Dahrendorf Scholars and Essays

Each year three St Antony’s students are selected by a competitive process to work on the Research Agenda of the Programme and to undertake a piece of independent research on a subject related to the study of freedom. The scholars are selected on the basis of written applications, and interviews when necessary, by a committee of Fellows of the College. Among their obligations is to write a free-form essay on a topic of their choice. Click on the links below to read Dahrendorf essays from previous years.

The 2022-23 Dahrendorf Scholars

Abid Adonis

Abid is a DPhil student at the Oxford Internet Institute, supervised by Professor Luciano Floridi. His research aims to understand digital sovereignty as an idea and practice, particularly how digital sovereignty reshapes international politics, among great powers. His other research interests include international relations and technology, the politics of cyberspace, and digital statecraft. 

Essay title: Ordering the Digital World: Europe and the Global South in Digital Politics

Julia Carver

Julia is a DPhil student in International Relations, under the supervision of Dr Robert Johnson and Professor Dominic Johnson. Her research explores the interplay between geopolitical strategic thought, sovereignty, and the development of cybersecurity policy by the European Union.

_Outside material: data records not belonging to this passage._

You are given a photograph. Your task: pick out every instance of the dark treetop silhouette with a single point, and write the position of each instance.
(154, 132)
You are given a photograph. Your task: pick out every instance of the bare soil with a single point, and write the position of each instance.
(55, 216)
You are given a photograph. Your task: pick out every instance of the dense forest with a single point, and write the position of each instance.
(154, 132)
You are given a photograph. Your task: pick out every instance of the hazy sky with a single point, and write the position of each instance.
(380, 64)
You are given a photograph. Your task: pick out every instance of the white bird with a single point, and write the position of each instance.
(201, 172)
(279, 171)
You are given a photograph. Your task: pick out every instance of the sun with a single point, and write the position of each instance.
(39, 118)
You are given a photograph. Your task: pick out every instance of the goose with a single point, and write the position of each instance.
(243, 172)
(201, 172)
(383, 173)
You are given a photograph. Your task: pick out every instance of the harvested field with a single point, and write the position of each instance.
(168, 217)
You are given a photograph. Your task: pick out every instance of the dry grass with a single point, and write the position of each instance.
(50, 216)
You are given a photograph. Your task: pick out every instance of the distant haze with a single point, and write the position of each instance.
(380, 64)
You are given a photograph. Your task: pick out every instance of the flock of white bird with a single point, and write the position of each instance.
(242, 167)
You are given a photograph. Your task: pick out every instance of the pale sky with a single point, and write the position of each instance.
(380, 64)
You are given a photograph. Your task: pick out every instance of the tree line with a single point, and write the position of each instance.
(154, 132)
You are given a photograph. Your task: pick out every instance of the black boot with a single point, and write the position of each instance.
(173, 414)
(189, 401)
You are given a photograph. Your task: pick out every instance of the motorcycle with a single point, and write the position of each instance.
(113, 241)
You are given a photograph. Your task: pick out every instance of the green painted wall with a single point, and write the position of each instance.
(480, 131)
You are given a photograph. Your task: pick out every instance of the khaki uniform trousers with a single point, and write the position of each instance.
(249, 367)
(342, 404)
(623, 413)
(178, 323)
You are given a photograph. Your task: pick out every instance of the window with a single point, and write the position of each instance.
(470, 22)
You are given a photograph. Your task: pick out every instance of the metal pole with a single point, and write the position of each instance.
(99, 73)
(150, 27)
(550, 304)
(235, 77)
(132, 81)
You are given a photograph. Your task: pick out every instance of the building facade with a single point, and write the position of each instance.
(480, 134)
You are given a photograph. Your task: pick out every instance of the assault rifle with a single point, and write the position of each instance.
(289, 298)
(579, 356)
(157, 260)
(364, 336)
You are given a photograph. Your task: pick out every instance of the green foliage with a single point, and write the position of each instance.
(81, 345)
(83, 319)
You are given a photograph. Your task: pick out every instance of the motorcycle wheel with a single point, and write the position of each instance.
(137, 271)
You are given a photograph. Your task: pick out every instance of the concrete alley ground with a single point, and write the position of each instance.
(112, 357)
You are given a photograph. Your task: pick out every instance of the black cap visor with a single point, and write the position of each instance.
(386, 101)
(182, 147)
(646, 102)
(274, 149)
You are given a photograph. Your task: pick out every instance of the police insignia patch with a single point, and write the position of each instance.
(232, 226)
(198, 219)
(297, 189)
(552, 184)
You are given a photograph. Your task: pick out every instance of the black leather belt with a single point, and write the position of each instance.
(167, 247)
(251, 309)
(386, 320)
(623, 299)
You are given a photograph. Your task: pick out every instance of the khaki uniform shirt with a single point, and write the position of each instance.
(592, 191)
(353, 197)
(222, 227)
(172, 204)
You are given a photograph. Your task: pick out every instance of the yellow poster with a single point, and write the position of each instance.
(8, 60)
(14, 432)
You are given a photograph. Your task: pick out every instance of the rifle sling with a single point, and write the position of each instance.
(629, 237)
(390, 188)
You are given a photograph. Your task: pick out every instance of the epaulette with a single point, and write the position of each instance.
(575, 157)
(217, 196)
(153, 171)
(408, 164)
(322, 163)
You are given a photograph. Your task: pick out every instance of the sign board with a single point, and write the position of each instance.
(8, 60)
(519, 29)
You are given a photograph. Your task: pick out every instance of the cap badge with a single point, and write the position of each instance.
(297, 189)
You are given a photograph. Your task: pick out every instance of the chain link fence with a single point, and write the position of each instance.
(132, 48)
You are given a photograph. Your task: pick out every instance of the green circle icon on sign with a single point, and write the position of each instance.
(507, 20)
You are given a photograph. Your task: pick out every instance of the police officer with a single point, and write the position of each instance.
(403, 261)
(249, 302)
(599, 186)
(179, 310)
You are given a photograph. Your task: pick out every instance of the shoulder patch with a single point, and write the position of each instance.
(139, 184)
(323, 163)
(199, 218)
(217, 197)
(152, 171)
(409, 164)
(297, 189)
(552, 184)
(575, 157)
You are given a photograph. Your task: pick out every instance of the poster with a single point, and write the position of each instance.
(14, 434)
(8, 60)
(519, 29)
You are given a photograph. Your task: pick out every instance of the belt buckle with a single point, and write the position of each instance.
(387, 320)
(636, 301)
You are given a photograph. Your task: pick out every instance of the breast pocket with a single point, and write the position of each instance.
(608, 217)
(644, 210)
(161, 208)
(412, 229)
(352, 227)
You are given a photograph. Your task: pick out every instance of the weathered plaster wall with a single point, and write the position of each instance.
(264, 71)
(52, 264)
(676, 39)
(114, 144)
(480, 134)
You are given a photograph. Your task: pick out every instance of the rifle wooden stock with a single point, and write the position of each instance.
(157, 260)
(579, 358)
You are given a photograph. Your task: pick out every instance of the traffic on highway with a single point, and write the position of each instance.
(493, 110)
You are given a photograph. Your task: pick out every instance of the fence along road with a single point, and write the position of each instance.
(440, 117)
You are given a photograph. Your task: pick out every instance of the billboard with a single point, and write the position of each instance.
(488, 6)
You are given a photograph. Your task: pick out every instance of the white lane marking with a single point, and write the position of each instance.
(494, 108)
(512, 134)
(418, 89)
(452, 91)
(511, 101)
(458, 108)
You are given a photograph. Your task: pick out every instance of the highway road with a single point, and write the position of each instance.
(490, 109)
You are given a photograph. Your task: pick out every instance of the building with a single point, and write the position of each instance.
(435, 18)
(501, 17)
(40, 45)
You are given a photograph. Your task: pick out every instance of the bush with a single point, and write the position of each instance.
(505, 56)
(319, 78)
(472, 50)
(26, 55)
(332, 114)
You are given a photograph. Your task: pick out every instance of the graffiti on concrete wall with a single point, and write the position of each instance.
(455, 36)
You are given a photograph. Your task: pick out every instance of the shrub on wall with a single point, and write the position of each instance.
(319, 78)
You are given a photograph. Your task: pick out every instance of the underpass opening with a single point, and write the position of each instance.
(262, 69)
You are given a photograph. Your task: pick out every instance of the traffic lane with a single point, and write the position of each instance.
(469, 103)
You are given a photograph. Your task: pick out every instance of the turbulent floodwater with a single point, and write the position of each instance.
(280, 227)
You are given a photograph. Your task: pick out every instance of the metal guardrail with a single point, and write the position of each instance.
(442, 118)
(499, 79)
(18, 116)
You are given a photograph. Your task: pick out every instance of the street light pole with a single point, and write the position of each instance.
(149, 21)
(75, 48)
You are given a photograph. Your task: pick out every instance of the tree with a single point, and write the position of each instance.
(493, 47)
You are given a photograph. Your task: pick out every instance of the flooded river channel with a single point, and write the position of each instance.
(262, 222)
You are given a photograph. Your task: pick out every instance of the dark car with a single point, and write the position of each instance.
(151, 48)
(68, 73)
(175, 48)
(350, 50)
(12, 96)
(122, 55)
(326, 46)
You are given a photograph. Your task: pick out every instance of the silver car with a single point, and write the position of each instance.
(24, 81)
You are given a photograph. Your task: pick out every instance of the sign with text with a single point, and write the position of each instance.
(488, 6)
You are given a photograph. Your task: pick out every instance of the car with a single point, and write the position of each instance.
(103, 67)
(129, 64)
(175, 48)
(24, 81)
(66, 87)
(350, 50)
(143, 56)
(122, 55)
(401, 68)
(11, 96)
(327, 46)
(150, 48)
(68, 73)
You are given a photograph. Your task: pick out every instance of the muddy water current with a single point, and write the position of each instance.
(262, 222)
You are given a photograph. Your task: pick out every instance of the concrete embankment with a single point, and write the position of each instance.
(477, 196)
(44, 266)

Given that her research is concerned with the EU’s strategic behaviour in cyberspace, she is also eager to understand how the EU’s relationships with other actors (as well as the goals of its own Member States in that policy domain) have shaped relevant EU policy developments. 

Essay title: to be confirmed

Olivier de France

Olivier is a DPhil student in international relations, under the supervision of Professor Kalypso Nicolaidis. He is interested in the history of European political thinking, and the implications it holds for the Old Continent’s present political and geopolitical shifts. In his doctoral work, he looks more specifically at the ideas of Benedict Spinoza and their legacy. 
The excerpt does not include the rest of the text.